The outside air hit her in the face like hot breath and she swallowed back the bile that had risen in her throat. She leaned against a fountain and squinted through the sun as a few stragglers hurried into the church.
She found what was missing. What she was missing.
Stepping forward, she didn't meet his eyes. They embraced and she lost it. Sobbing, she felt his hands sliding up and down the sides of her silk blouse and she could only hold on tighter. Grissom murmered unintelligible but comforting words into her hair and she felt some solace for the first time in months.
Grissom's capacity for forgiveness astounded her. They had talked on the phone many times since she had left, but there was always that safety net of the end button. Now she was here and he was here and they were together, and it was like she had never left. He could have walked past her, although even she recognized the absurdity of that. But he didn't have to envelop her as freely as he had before she threw away their home, their life.
The music was now loud enough that they could hear it in the courtyard, and the two of them sat at the base of the fountain, hands clasped and eyes pointing in the opposite direction of where Warrick lay.
"He wouldn't have liked this, you know." Grissom's voice was raspy, but matter-of-fact.
"I think he would have appreciated the thought."
Shrugging, he glanced back at the door. "The sermon aspect, I mean. He was always more of a two-word epitaph type of guy.
Brevity was always one of his strong points."
"If he even wanted a grave marker at all. I think he would have liked his ashes spread over the strip."
"Maybe the floor of the Tangiers."
Sara laughed, her voice cracking. "I can't believe he's gone, Gil. When you called...I never got to say goodbye. You know, when I left. He knew there was something up. He reached out to me, and I left."
"You needed to leave, Sara. He'd understand that. I understood that. As hard as it is sometimes, I still do."
Someone was playing Amazing Grace on the bagpipes now, and they sat in silence. Grieving for Warrick was easier out here. It was easier together.
"I'm not good at funerals. I didn't go to my father's. I didn't even realize there had been one until a social worker mentioned it when she came to place me. I watched sitcoms on an old black-and-white T.V. while they buried him. I never got to say goodbye then, either."
Nodding, Grissom stared at the side of her head. "I don't think grief is a public event. When I die, I don't want a large gathering. Just you and whatever family we have left."
Sara felt her heart clench at the sentiment and for the first time realized that by leaving to overcome the loss of her family, she had almost lost her future. Her family was here.
The sun was setting and the church was cast in an odd glow.
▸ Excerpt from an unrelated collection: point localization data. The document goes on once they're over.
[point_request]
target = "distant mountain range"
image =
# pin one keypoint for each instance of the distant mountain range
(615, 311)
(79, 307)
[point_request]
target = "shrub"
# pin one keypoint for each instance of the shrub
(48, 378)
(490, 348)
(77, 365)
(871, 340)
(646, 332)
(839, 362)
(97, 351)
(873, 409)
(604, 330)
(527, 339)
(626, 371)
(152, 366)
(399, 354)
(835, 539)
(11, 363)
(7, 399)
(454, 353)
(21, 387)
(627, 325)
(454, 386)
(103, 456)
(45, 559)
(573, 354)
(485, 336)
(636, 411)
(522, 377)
A small flock of birds flew in front of the steeple, and she felt at peace.
Warrick was at peace, the mourning would soon end, and the investigation into his death would soon consume Grissom and the others.
She didn't know if she was ready to come back, but she was ready to bury her ghosts just as they were about to bury Warrick.
A good investigator, a good man, a good friend had died, and she owed it to him to live in the present and not lose herself in the process.
Grissom squeezed her hand and she squeezed back. They sat there, together, until the doors opened and pallbearers moved Warrick to the waiting hearse.
He was dead and she was still alive, and together, she and Grissom walked to his car.
The investigation would begin today.
Warrick wouldn't want it any other way.